さらには、台頭する中国と、それに比しての日本の国際的地位の低下がある。少子高齢化、経済の停滞など、日本の将来を不安にさせる要因がたくさんあったために、mortality salienceのメカニズムによって保守化した。9・11テロの後、アメリカが保守化したのと同じ理由である。
このような状況の下で、安倍内閣は支持を集めてきた。デフレ対策を大胆に打ち出したアベノミクスは、経済や国の先行きに不安を持っていた日本人に、まさに打ってつけの政策だった。東日本大震災や、日本の国力の停滞といった不安な状況を、安倍さんの経済政策が打破するという期待が集まったのだ。

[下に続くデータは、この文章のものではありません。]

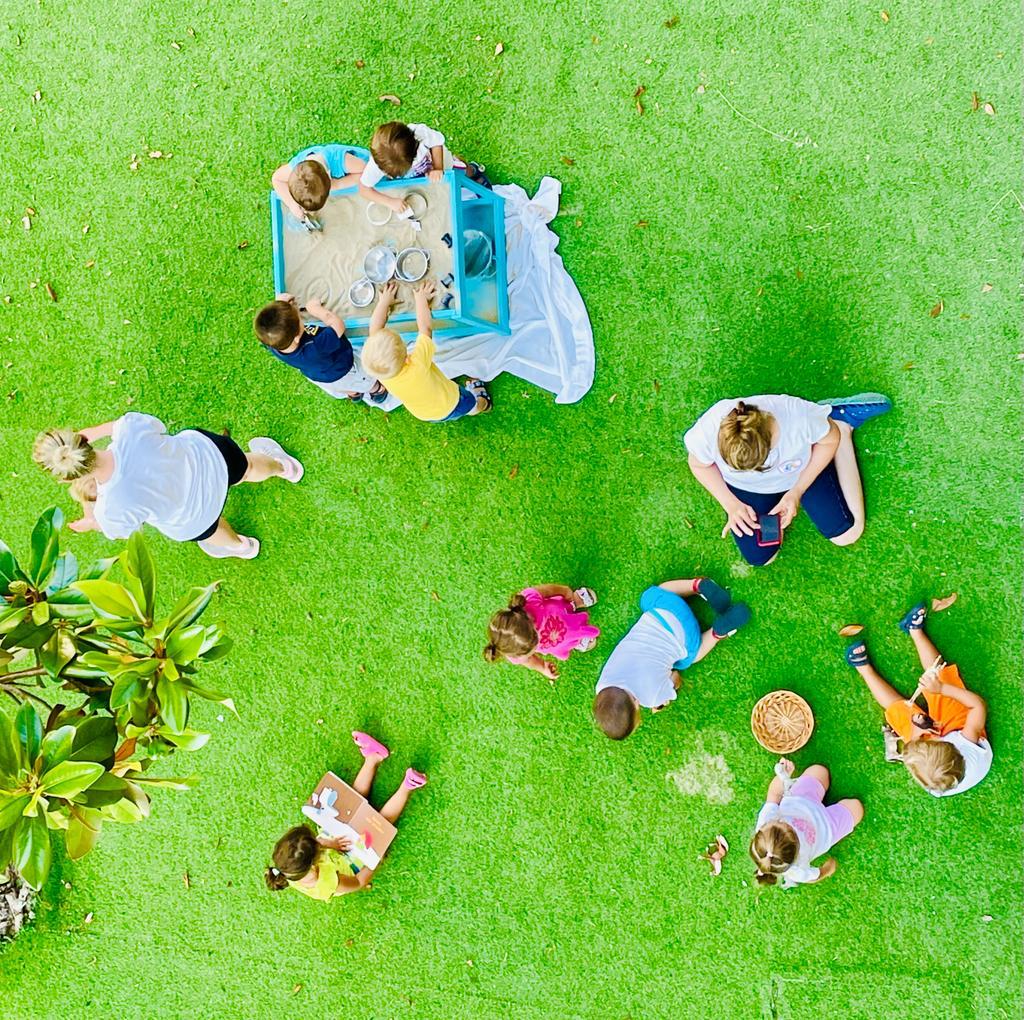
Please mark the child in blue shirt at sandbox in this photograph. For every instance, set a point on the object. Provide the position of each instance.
(306, 180)
(643, 671)
(323, 353)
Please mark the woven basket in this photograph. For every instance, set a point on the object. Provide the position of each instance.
(782, 722)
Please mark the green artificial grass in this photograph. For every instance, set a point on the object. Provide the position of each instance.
(806, 181)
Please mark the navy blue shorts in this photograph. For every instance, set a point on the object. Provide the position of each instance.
(467, 401)
(235, 458)
(823, 502)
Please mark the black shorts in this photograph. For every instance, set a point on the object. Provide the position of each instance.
(235, 459)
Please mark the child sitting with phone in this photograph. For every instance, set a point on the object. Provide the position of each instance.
(795, 827)
(945, 750)
(762, 457)
(643, 671)
(316, 865)
(548, 620)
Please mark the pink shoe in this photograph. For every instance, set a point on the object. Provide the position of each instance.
(414, 779)
(369, 745)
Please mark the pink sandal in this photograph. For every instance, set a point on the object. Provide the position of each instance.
(369, 746)
(414, 779)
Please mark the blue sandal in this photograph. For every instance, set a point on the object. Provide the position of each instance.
(914, 619)
(856, 654)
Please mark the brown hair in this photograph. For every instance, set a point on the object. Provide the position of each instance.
(278, 324)
(774, 849)
(744, 437)
(615, 711)
(309, 184)
(393, 147)
(937, 765)
(65, 453)
(294, 854)
(511, 631)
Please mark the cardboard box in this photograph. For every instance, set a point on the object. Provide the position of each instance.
(339, 810)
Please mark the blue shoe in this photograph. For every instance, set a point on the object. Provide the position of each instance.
(858, 409)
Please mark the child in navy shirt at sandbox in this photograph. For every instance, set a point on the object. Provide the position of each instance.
(643, 671)
(323, 353)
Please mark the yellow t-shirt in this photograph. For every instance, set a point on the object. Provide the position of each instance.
(329, 865)
(426, 391)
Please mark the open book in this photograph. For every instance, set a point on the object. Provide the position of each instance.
(339, 810)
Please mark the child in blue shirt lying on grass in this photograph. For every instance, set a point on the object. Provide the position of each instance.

日本の保守化の傾向と、首相の強い指導力によって支えられてきた安倍内閣の支持率が、低下し始めている。その理由は、保守化をもたらしたのと同じ、不安であろう。現在進められている安保法制は、日本の不安を解消する方向というよりは、むしろもっと不安にさせる結果になりかねない。
地域的限定なしに、どこでも日本が後方支援活動をする。多くの識者が指摘しているように、前線と後方支援の区別など、戦争状態になればない。さらに、日本自体がテロなどに巻き込まれるリスクも、より強まる。つまり、憲法論議を抜きにしても、安保法制は日本人をより不安にさせる政策である。
震災と国力低下によって引き起こされた日本人の不安を、ある程度解消することに安倍さんは成功してきた。ところが、安保法制は、その日本人をより不安にさせる政策である。国会会期の大幅延長でどうしても通すという意向のようだが、以上の理由で、内閣支持率のさらなる低下は避けられないだろう。